Coronavirus blue

Ever since much of the country went into lockdown mode, the worry has been that radio listening would suffer from the COVD-19 pandemic. After all, radio is primarily an away-from-home medium. But new data from Nielsen’s March survey, which begins releasing today, shows key listening metrics remained remarkably steady with radio retaining 90% of its AQH audience and 96% of its reach during the March survey.

During a pair of webinars Tuesday afternoon with radio and ad agency clients, Nielsen reviewed key listening data points from the 45 PPM markets during the March survey. The numbers clearly show how the stay-at-home orders impacted listening behaviors in the back half of the survey, which covers Feb.27-March 25.

Here’s the top takeaway: Comparing March total audience deliveries to February, AM/FM radio maintained nearly all of its audience. “Cume and average quarter-hour audience (AQH) retention was consistent across demographics, race, and ethnicities,” Pierre Bouvard, Chief Insights Officer at Cumulus Media and Westwood One, writes in new post on the Everyone’s Listening blog. AM/FM radio’s reach in the March PPM survey was 96% of what its reach was in the February survey in all the major umbrella demos, including persons 12+, persons 18+, persons 18-34, persons 25-54 and Hispanics 12+. Radio retained 97% of its reach among African Americans 12+.

Looking at the Average Quarter Hour metric, the March PPM survey data shows radio’s audience retention varied by daypart with middays (Mon.-Fri.,10am-3pm) performing the best. Radio retained 92% of its AQH audience in middays, followed by nights (Mon.-Fri.,7pm-midnight) at 91%, weekends (Sat.-Sun., 6am-midnight) at 91%. As expected, drive times showed more audience attrition, with mornings (Mon.-Fri., 6-10am) retaining 87% of its AQH and afternoons (Mon.-Fri., 3-7pm) holding onto 88%.

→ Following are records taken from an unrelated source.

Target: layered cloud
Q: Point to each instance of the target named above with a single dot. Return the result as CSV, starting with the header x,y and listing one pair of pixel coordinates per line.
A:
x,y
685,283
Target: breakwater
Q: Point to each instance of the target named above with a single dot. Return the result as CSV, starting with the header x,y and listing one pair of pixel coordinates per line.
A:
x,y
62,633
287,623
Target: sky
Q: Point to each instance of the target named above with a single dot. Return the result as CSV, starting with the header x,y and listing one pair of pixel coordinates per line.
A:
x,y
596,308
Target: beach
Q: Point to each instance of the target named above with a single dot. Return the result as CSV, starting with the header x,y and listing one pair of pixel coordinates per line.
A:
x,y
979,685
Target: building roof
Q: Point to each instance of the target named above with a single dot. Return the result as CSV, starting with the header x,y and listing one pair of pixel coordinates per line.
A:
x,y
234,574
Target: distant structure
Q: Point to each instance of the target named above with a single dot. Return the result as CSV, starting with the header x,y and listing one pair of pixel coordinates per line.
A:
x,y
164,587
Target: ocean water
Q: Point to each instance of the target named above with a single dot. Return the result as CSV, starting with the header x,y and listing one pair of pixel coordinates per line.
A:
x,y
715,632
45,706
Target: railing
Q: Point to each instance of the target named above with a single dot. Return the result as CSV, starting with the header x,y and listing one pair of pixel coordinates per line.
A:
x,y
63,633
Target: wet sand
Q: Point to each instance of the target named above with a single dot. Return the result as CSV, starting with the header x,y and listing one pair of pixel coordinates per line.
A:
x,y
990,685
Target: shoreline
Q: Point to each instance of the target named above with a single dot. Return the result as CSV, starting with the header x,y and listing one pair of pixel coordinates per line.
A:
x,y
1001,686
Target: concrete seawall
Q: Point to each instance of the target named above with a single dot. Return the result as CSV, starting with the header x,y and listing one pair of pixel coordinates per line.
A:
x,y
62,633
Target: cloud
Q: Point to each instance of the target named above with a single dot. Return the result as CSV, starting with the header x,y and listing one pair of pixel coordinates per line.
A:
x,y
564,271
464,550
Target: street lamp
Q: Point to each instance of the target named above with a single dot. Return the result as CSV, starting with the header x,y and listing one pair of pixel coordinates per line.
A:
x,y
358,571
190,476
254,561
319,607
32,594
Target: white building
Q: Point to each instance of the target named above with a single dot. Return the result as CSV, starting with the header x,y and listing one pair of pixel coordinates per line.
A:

Radio’s daypart performance during March lines up with the drastically different lifestyles exhibited by Americans hunkered down at home. “People get out of bed later if they are sheltering at home,” Bouvard notes, citing Katz Television data showing a 19% drop in 5-7am TV viewing levels in April versus February for the early news daypart. “Getting up later also impacts AM/FM radio’s morning drive,” he adds.

Out Of Home Listening Remains Strong

In the most eye-opening finding from the new data, the majority of AM/FM radio time spent listening continued to occur out of home, despite lockdowns imposed across most of the country. In a typical month, 74% of persons 18+ listening during the Mon.-Fri., 6am-7pm daypart takes place out of home while 26% happens in-home. In March, 71% of AM/FM radio listening was out of home. Even in the last week of the March survey, the majority of all broadcast radio listening (62%) took place away from home. But in-home listening saw a sharp increase, rising from 26% during the January-February survey period to 38% in week four of the March survey (March 19-25). Still, March week four out-of-home levels were 1.63 times greater than in-home tuning.

The increase in at-home radio consumption is brought into sharper focus when examining time spent listening. During week one of the survey (Feb. 27-March 4), average TSL across all PPM markets for persons 18+ was 45 minutes. That rose slightly to 46 minutes in week two. But week three, reflecting the first days after world health officials declared a global pandemic, saw at-home TSL climb to 48 minutes. And by week four of the survey, Americans spent 58 minutes a day listening to radio in home, a +29% gain over week one.

Nielsen also analyzed encoded streams of AM/FM radio stations and found that compared to early March, streaming jumped significantly in week three and week four of the March survey. Among persons 18+ during the Mon.-Fri., 6am-7pm daypart, online listening to AM/FM radio was 17% higher in week three (March 12-18) and 45% higher in week four (March 19-25) compared to week one (Feb 27.-March 4).

In another key finding that could help explain the continued strength of out-of-home listening, Nielsen found that essential workers and first responders devote more time to radio than the average listener. March AM/FM radio time spent listening levels for drivers were double the average, police were (1.4 times the average) and healthcare workers 1.2 times the average. While advertisers and agencies have been eager to see how the pandemic affected radio listening levels, the analysis delivers an important message for marketers. “Not all Americans are working from home just because agencies and advertisers are,” Bouvard points out. In fact, a study conducted in late March by ad agency Hill Holiday found 37% of those in the workforce are working from home due to the coronavirus and 63% of American workers are still working outside the home.

Bouvard also cautions against generalizing the study results by market. Across Nielsen’s 45 PPM markets, there were varying levels of audience retention. The data found a nine-point difference in AQH audience retention across all markets. San Diego, for example, had the greatest month-over-month difference in AQH listening, retaining 86% of its February audience. Minneapolis had the smallest difference, holding onto 95% of its February audience levels. “Interestingly, Seattle and New York City, two markets hit hard by the coronavirus, were mid-pack in the market AQH retention market rankings,” said Bouvard.